Seul un quart des métros en France sont aujourd’hui couverts en 3G/4G, selon la dernière enquête réalisée par l’Arcep. Parmi eux, Lyon, Marseille, Lille et Rennes en sont particulièrement dépourvus. On vous explique tout.

Les voyageurs le savent bien. Il est aujourd’hui très difficile, voire souvent impossible, de consulter une page Internet dans le métro. Désormais, les utilisateurs en ont la preuve concrète grâce à la carte interactive conçue par l’Arcep et publiée sur monreseaumobile.fr le 18 septembre 2017. Pour réaliser cette carte, soixante enquêteurs équipés de smartphones ont mesuré la qualité des réseaux mobiles 3G/4G au premier semestre 2017 dans les six métropoles françaises dotées d’un réseau de métro (Paris, Lille, Lyon, Marseille, Rennes et Toulouse).

Moins d’un quart du réseau parisien couvert en 3G/4G

Le résultat est édifiant. Le « meilleur » taux de couverture en 3G/4G est celui d’Orange, avec une moyenne globale de 25% sur les six réseaux de métros rassemblés ensemble. Un chiffre faible, surtout quand on sait que les tronçons aériens font partie de cette moyenne. Les opérateurs SFR et Bouygues Télécom suivent avec respectivement 22% et 21%. Free occupe la dernière place du podium avec 9%.

A Paris, moins d’un quart du réseau actuel est couvert en 3G/4G, selon l’étude de l’Arcep. Le RER A, B et C, ainsi que la ligne 1, sont les seuls tracés sur lesquels les voyageurs peuvent se connecter à Internet dans de relatives bonnes conditions. Pour le reste, le réseau 3G/4G reste très peu développé.

Comment expliquer un si mauvais résultat ? Le métro parisien date de 1900. En raison de son maillage très dense, les infrastructures à base d’antennes, partagées par les quatre opérateurs, nécessitent des locaux techniques particuliers en sous-sol. De plus, ces travaux ne peuvent être réalisés que lorsque le métro est fermé, c’est-à-dire durant quelques heures seulement pendant la nuit.

Toulouse en passe de venir le premier métro équipé en 4G

Couvrir une seule station en 3G/4G nécessite plus de vingt nuits de travaux. La RATP compte 320 gares et stations souterraines de métro et de RER, qui doivent être équipées au total de plus de 3 000 antennes et de 300 kilomètres de câble. On vous laisse faire le calcul… Cela relève d’un chantier pharaonique ! La RATP s’est engagée de son côté à renforcer la capacité en 3G/4G sur les 100 stations les plus importantes d’ici 2019. 

En régions, l’herbe n’est pas forcément plus verte.

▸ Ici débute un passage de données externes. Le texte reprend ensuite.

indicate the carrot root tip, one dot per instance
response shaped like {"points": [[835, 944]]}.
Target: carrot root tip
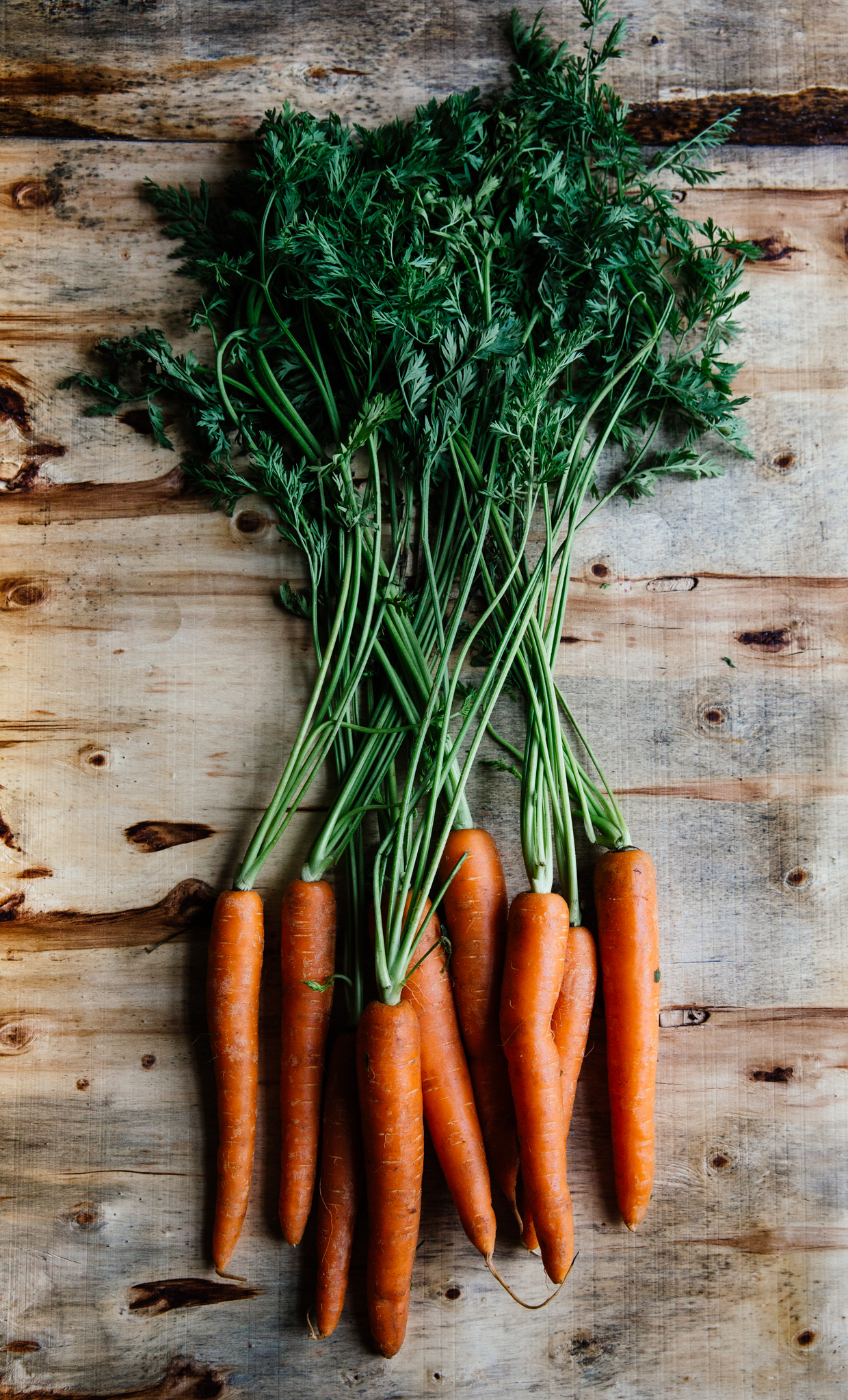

Bien au contraire. A Rennes, qui dispose d’un métro inauguré en 2002, aucun accès Internet n’est aujourd’hui disponible. Composé d’une seule ligne, le métro rennais doit être équipé en 3G/4G d’ici 2018 selon l’engagement signé entre la métropole et la TDF, l’installateur des infrastructures, mais rien n’est moins sûr. Les métro de Lyon, Marseille et Lille présentent les projets d’installation d’antennes les moins avancés de l'Hexagone bien que Lyon se soit engagé à équiper en 3G/4G son réseau d’ici 2018 et Lille d’ici 2019.

De son côté, les deux lignes du métro toulousain devraient être équipées en 4G d’ici la fin de l’année 2017. Un chantier qui représente un investissement de 10 millions d’euros, à la charge des quatre opérateurs mobiles. Pour le réaliser, le métro toulousain s’appuie sur un réseau existant en fibre optique. Si les délais sont bien respectés, Toulouse deviendra alors le premier métro français entièrement couvert par la 4G.